# Multi-Boot Live DVD



## Aspire (Jun 10, 2010)

I want to make a multi boot live DVD containing the following OSes:

Ubuntu 10.04 32-bit
Linux Mint 9 Isadora
Backtrack 4

By Multi boot Live DVD i mean that i should be able to boot into any of them without prior installation (similar to a live CD)
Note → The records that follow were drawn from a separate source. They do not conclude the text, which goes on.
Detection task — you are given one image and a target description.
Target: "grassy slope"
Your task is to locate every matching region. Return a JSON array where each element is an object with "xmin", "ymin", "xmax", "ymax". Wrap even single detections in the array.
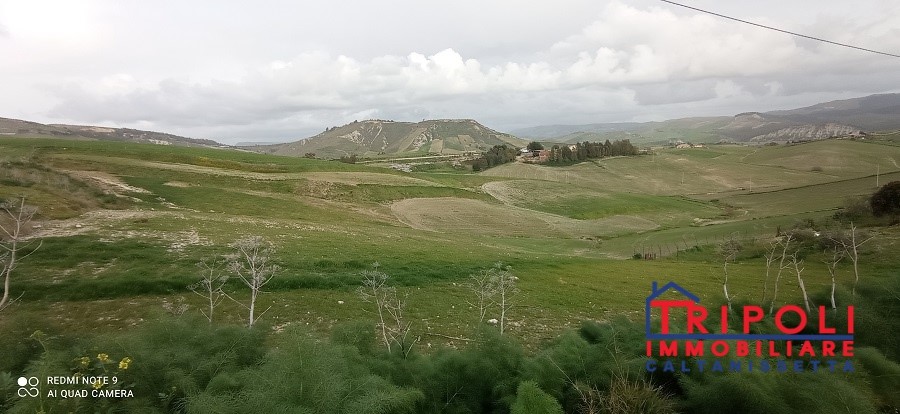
[{"xmin": 1, "ymin": 137, "xmax": 898, "ymax": 347}]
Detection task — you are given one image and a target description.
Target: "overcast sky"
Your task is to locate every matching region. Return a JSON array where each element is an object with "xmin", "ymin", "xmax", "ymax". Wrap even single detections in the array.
[{"xmin": 2, "ymin": 0, "xmax": 899, "ymax": 144}]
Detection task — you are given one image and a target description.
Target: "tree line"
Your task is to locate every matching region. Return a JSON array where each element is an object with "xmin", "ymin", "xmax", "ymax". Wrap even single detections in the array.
[
  {"xmin": 545, "ymin": 139, "xmax": 638, "ymax": 165},
  {"xmin": 471, "ymin": 145, "xmax": 519, "ymax": 171}
]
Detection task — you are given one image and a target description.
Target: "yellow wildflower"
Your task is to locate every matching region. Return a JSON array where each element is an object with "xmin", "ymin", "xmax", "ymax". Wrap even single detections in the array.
[
  {"xmin": 92, "ymin": 379, "xmax": 103, "ymax": 390},
  {"xmin": 76, "ymin": 356, "xmax": 90, "ymax": 368},
  {"xmin": 97, "ymin": 353, "xmax": 110, "ymax": 363},
  {"xmin": 118, "ymin": 357, "xmax": 132, "ymax": 370}
]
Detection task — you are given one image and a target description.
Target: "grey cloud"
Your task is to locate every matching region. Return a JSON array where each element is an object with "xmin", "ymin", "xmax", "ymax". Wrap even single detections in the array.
[
  {"xmin": 46, "ymin": 77, "xmax": 352, "ymax": 127},
  {"xmin": 630, "ymin": 80, "xmax": 719, "ymax": 106},
  {"xmin": 10, "ymin": 1, "xmax": 900, "ymax": 142}
]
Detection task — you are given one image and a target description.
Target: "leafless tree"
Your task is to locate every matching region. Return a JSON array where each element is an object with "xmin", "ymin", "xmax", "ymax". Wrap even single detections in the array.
[
  {"xmin": 835, "ymin": 223, "xmax": 874, "ymax": 298},
  {"xmin": 1, "ymin": 197, "xmax": 41, "ymax": 312},
  {"xmin": 769, "ymin": 234, "xmax": 794, "ymax": 315},
  {"xmin": 464, "ymin": 263, "xmax": 518, "ymax": 334},
  {"xmin": 492, "ymin": 262, "xmax": 518, "ymax": 335},
  {"xmin": 188, "ymin": 260, "xmax": 229, "ymax": 323},
  {"xmin": 761, "ymin": 238, "xmax": 781, "ymax": 303},
  {"xmin": 357, "ymin": 264, "xmax": 416, "ymax": 356},
  {"xmin": 466, "ymin": 268, "xmax": 496, "ymax": 323},
  {"xmin": 787, "ymin": 251, "xmax": 812, "ymax": 314},
  {"xmin": 385, "ymin": 290, "xmax": 416, "ymax": 358},
  {"xmin": 359, "ymin": 265, "xmax": 393, "ymax": 351},
  {"xmin": 823, "ymin": 247, "xmax": 845, "ymax": 312},
  {"xmin": 717, "ymin": 236, "xmax": 741, "ymax": 314},
  {"xmin": 226, "ymin": 236, "xmax": 279, "ymax": 328}
]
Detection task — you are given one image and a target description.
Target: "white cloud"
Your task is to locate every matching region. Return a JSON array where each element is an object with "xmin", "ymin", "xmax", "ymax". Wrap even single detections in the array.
[
  {"xmin": 714, "ymin": 80, "xmax": 745, "ymax": 99},
  {"xmin": 3, "ymin": 0, "xmax": 898, "ymax": 142}
]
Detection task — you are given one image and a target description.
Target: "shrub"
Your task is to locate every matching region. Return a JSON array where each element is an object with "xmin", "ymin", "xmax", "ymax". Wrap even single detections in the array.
[
  {"xmin": 679, "ymin": 372, "xmax": 877, "ymax": 414},
  {"xmin": 191, "ymin": 326, "xmax": 423, "ymax": 413},
  {"xmin": 855, "ymin": 347, "xmax": 900, "ymax": 411},
  {"xmin": 604, "ymin": 374, "xmax": 676, "ymax": 414},
  {"xmin": 870, "ymin": 181, "xmax": 900, "ymax": 218},
  {"xmin": 511, "ymin": 381, "xmax": 563, "ymax": 414},
  {"xmin": 834, "ymin": 195, "xmax": 872, "ymax": 223}
]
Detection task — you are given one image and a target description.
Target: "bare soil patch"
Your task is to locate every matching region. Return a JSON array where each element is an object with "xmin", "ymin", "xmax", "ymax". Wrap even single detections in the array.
[{"xmin": 60, "ymin": 169, "xmax": 150, "ymax": 195}]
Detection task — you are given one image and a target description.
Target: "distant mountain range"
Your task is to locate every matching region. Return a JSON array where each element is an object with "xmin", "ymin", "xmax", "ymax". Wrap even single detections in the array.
[
  {"xmin": 256, "ymin": 119, "xmax": 526, "ymax": 159},
  {"xmin": 511, "ymin": 93, "xmax": 900, "ymax": 145},
  {"xmin": 3, "ymin": 93, "xmax": 898, "ymax": 155},
  {"xmin": 0, "ymin": 117, "xmax": 220, "ymax": 147}
]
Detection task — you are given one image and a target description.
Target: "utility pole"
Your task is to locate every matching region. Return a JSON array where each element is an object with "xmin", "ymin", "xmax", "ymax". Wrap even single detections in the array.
[{"xmin": 876, "ymin": 164, "xmax": 880, "ymax": 187}]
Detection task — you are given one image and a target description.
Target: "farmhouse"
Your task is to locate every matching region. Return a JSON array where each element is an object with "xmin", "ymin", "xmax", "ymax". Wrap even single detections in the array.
[{"xmin": 520, "ymin": 149, "xmax": 550, "ymax": 163}]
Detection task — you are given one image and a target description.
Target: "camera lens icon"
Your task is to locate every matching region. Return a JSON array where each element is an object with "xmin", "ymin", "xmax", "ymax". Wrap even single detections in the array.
[{"xmin": 17, "ymin": 377, "xmax": 39, "ymax": 398}]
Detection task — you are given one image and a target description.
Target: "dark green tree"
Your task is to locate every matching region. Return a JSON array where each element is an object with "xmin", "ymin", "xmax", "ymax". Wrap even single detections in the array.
[
  {"xmin": 871, "ymin": 181, "xmax": 900, "ymax": 217},
  {"xmin": 560, "ymin": 146, "xmax": 573, "ymax": 162},
  {"xmin": 470, "ymin": 145, "xmax": 518, "ymax": 171},
  {"xmin": 527, "ymin": 141, "xmax": 544, "ymax": 151}
]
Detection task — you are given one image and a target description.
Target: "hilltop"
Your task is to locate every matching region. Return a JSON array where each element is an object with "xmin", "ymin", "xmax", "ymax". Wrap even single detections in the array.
[
  {"xmin": 0, "ymin": 117, "xmax": 222, "ymax": 147},
  {"xmin": 258, "ymin": 119, "xmax": 526, "ymax": 159},
  {"xmin": 512, "ymin": 93, "xmax": 900, "ymax": 145}
]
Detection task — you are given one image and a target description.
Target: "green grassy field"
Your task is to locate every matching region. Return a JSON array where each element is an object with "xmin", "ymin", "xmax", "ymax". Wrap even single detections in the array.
[
  {"xmin": 4, "ymin": 136, "xmax": 900, "ymax": 412},
  {"xmin": 2, "ymin": 136, "xmax": 898, "ymax": 343}
]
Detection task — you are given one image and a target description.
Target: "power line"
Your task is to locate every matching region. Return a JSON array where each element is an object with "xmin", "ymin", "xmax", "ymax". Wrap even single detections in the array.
[{"xmin": 658, "ymin": 0, "xmax": 900, "ymax": 59}]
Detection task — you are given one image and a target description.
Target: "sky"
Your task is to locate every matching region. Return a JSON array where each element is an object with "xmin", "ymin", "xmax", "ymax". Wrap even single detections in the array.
[{"xmin": 1, "ymin": 0, "xmax": 899, "ymax": 144}]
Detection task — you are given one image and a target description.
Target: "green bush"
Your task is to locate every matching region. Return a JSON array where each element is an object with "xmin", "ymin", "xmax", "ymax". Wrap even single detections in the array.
[
  {"xmin": 855, "ymin": 347, "xmax": 900, "ymax": 411},
  {"xmin": 191, "ymin": 326, "xmax": 422, "ymax": 413},
  {"xmin": 511, "ymin": 381, "xmax": 563, "ymax": 414},
  {"xmin": 400, "ymin": 327, "xmax": 524, "ymax": 413},
  {"xmin": 604, "ymin": 374, "xmax": 676, "ymax": 414},
  {"xmin": 7, "ymin": 315, "xmax": 266, "ymax": 413},
  {"xmin": 523, "ymin": 319, "xmax": 649, "ymax": 412},
  {"xmin": 679, "ymin": 372, "xmax": 877, "ymax": 414}
]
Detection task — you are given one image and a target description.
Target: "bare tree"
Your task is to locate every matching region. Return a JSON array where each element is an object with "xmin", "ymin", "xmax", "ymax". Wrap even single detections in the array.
[
  {"xmin": 769, "ymin": 234, "xmax": 793, "ymax": 315},
  {"xmin": 359, "ymin": 266, "xmax": 393, "ymax": 351},
  {"xmin": 823, "ymin": 247, "xmax": 845, "ymax": 312},
  {"xmin": 466, "ymin": 268, "xmax": 496, "ymax": 323},
  {"xmin": 835, "ymin": 223, "xmax": 874, "ymax": 298},
  {"xmin": 188, "ymin": 260, "xmax": 229, "ymax": 323},
  {"xmin": 492, "ymin": 262, "xmax": 518, "ymax": 335},
  {"xmin": 385, "ymin": 290, "xmax": 416, "ymax": 358},
  {"xmin": 717, "ymin": 236, "xmax": 741, "ymax": 314},
  {"xmin": 226, "ymin": 236, "xmax": 279, "ymax": 328},
  {"xmin": 761, "ymin": 238, "xmax": 781, "ymax": 303},
  {"xmin": 1, "ymin": 197, "xmax": 41, "ymax": 312},
  {"xmin": 357, "ymin": 264, "xmax": 416, "ymax": 356},
  {"xmin": 786, "ymin": 251, "xmax": 813, "ymax": 314}
]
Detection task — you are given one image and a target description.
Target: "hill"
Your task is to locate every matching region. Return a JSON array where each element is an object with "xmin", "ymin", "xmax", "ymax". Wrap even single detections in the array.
[
  {"xmin": 2, "ymin": 135, "xmax": 898, "ymax": 412},
  {"xmin": 0, "ymin": 117, "xmax": 222, "ymax": 147},
  {"xmin": 768, "ymin": 93, "xmax": 900, "ymax": 131},
  {"xmin": 513, "ymin": 93, "xmax": 900, "ymax": 145},
  {"xmin": 259, "ymin": 119, "xmax": 526, "ymax": 159}
]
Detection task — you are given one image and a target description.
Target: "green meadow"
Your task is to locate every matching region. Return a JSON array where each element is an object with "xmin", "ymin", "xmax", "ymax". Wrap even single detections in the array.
[{"xmin": 2, "ymin": 137, "xmax": 899, "ymax": 412}]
So, how do i proceed with it?


----------



## Aspire (Jun 11, 2010)

any solutions?


----------



## Garbage (Jun 11, 2010)

* 		 			[How To] Multi-boot DVD Guide **
*


----------



## Aspire (Jun 11, 2010)

Its for Windows + Non Live


----------



## rahilm (Jun 20, 2010)

I did multiboot live versions of ubuntu, mint, superOS, puppy linux once on a usb flash drive.. shouldn't be different for a dvd. You'll need to learn to play with grub2.. let me search for the method i used..
(my first post btw)


----------



## Aspire (Jun 20, 2010)

How do i do that?


----------



## uppoorashok (Jan 2, 2011)

Multiboot USB > MultiSystem – Create a MultiBoot USB from Linux | USB Pen Drive Linux
Multiboot cd/dvd > did any one try MagicISO?


----------